Seperti pada sistem perbankan modern dewasa ini perjanjian dengan debitur diatur sesuai aturan - aturan perbankan itu sendiri. Jika tidak dilunasi akan ditindak tegas sesuai aturan yang berlaku. Demikian pula halnya pada masyarakat tradisional di Kepala burung. Debitur yang tidak dapat menyelesaikan utang kain timur dikenakan sangsi tegas. Salah satu sangsi yang diberikan adalah mengambil salah seorang anak debitur sebagai budak atau orang Meybrat menyebutnya awe. Budak ini ada yang tetap bekerja kepada kreditur sebagai majikannya, tetapi adapula yang kemudian diberikan kreditur kepada relasi bisnis kain timurnya yang lain.

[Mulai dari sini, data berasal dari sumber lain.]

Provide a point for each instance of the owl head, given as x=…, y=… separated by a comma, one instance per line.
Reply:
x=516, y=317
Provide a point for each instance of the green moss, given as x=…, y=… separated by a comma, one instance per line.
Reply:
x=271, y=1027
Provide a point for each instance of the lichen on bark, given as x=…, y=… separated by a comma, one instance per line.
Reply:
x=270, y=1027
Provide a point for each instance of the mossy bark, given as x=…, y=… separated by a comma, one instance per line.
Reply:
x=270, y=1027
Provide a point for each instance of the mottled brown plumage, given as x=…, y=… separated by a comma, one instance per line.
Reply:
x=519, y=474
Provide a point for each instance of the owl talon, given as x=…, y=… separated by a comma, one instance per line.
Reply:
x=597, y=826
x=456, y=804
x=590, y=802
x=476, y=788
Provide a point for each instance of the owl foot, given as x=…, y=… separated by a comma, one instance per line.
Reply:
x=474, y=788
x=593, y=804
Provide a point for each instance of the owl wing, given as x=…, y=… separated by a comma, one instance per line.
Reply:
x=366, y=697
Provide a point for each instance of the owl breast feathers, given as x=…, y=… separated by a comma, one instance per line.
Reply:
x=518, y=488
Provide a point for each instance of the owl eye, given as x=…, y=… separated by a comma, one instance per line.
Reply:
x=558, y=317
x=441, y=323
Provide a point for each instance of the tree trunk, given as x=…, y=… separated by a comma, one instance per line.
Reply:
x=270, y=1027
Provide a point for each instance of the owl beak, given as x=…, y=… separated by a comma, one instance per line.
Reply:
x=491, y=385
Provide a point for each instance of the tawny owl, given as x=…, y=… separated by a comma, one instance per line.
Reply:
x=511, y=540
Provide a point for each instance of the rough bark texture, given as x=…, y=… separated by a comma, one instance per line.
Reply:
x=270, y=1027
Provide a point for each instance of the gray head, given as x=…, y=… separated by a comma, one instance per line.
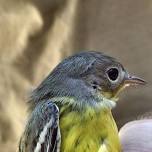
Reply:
x=85, y=79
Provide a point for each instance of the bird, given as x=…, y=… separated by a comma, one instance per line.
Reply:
x=70, y=110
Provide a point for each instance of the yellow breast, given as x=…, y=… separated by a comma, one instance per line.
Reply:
x=89, y=131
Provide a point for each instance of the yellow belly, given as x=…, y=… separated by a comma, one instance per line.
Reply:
x=89, y=132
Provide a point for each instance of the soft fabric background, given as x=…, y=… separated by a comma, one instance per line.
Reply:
x=36, y=35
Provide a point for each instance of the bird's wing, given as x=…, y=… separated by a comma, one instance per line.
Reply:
x=42, y=133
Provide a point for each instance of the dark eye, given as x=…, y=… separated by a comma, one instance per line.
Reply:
x=113, y=74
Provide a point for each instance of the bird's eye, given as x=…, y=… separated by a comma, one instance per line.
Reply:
x=113, y=74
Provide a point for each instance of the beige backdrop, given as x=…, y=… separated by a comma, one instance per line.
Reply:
x=35, y=35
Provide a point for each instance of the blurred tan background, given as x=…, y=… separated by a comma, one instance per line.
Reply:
x=35, y=35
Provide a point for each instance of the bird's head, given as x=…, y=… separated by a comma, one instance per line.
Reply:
x=86, y=79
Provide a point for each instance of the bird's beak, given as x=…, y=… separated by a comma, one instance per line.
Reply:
x=133, y=80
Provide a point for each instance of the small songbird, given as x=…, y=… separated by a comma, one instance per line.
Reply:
x=70, y=111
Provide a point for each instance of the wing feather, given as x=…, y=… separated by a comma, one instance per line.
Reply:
x=42, y=133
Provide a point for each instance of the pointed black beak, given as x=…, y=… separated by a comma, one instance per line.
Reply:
x=133, y=80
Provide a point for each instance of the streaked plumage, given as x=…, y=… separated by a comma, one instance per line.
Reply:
x=76, y=99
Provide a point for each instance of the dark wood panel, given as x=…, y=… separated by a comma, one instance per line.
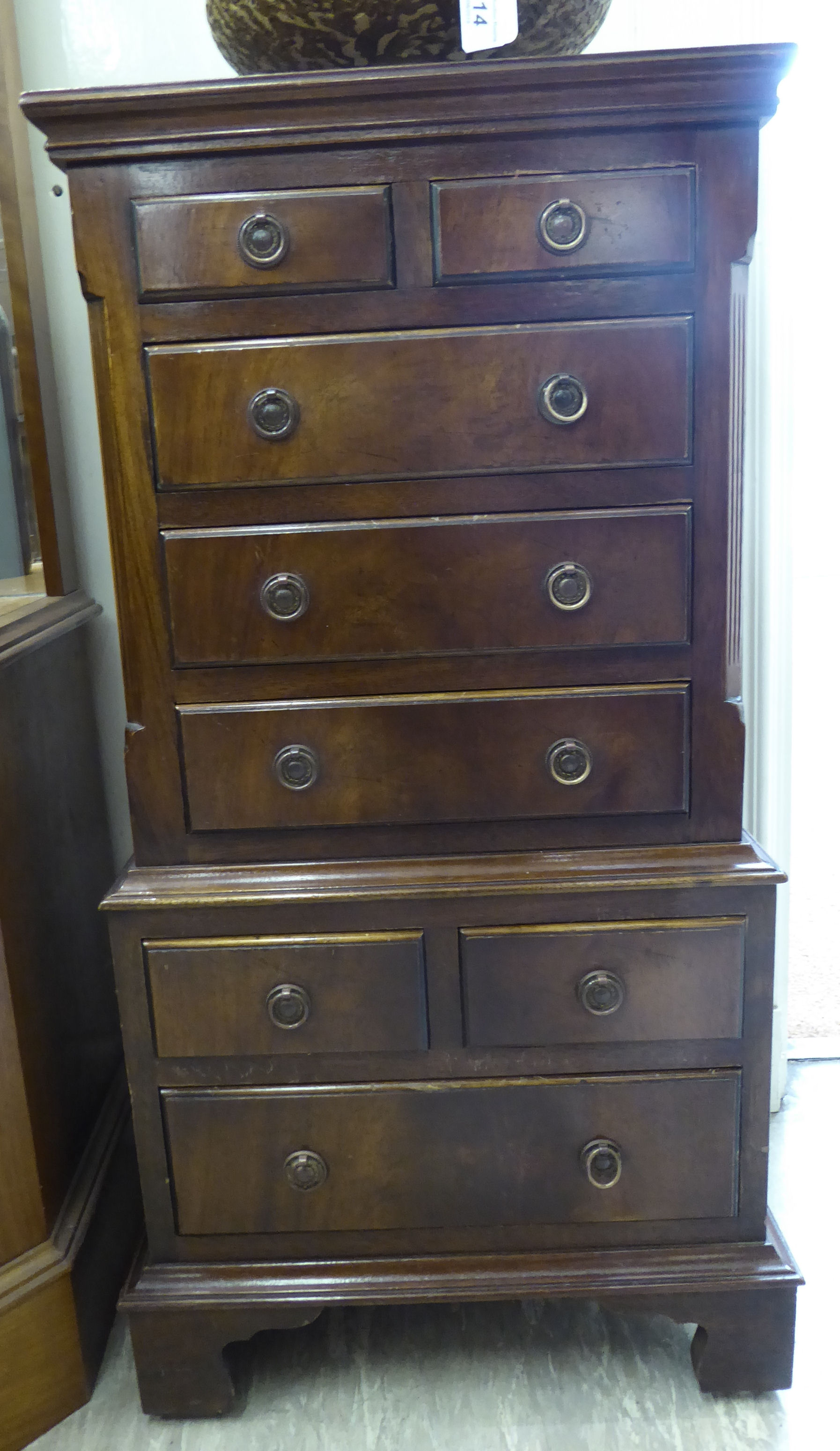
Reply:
x=453, y=1154
x=434, y=758
x=356, y=993
x=421, y=404
x=56, y=864
x=627, y=221
x=22, y=1219
x=430, y=587
x=339, y=237
x=656, y=981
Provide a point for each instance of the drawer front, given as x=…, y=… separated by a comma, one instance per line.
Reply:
x=603, y=983
x=433, y=402
x=447, y=1154
x=397, y=759
x=616, y=221
x=430, y=587
x=259, y=241
x=346, y=994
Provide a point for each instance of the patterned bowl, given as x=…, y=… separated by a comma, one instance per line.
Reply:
x=308, y=35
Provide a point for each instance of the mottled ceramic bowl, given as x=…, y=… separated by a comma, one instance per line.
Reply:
x=309, y=35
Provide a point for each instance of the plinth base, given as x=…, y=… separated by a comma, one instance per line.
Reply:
x=742, y=1298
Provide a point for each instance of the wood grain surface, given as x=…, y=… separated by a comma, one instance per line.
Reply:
x=679, y=980
x=366, y=994
x=431, y=587
x=632, y=220
x=417, y=1155
x=437, y=758
x=426, y=402
x=336, y=237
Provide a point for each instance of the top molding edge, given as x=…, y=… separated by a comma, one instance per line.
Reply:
x=727, y=864
x=720, y=86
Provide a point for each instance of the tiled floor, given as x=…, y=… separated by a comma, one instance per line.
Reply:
x=523, y=1377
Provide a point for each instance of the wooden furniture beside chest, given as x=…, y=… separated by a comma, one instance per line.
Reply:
x=444, y=970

Fenomena perdagangan kain timur dan budak ini mengakibatkan sehingga pada saat ini dapat ditemukan perempuan dan laki - laki Meybrat yang dahulu dijadikan budak ke wilayah Arfak telah menggunakan marga orang Arfak dan melakukan perkawinan dan melahirkan beberapa keturunan baru yang mendiami daerah arfak. Adapula budak yang dijual kepada kepala suku di wilayah doreri, salah satu diantara mereka adalah seorang gadis yang dibaptis dua Pendeta Zending pertama ottow dan Geissler dengan nama Diana sebagai orang Papua pertama yang menerima kristus atau sebagai kristen.
Setelah masuknya agama Kristen di wilayah Meybrat, para pendeta dan pastor melarang masyarakat untuk melakukan aktivitas ini. Para Pendeta dan Pastor mengambil anak -anak kemudian dimasukan ke asrama - asrama. Anak - anak dipisahkan dari orang tua agar tidak menjadi korban perdagangan kain timur dan budak. Anak - anak diperkenalkan dengan sistem pendidikan formal berbasis asrama. Banyak di antara mereka berhasil menjadi guru,polisi, tentara dan mantri/perawat. Adapula yang berhasil dan menduduki jabatan penting dalam birokrasi pemerintahan dan legislatif.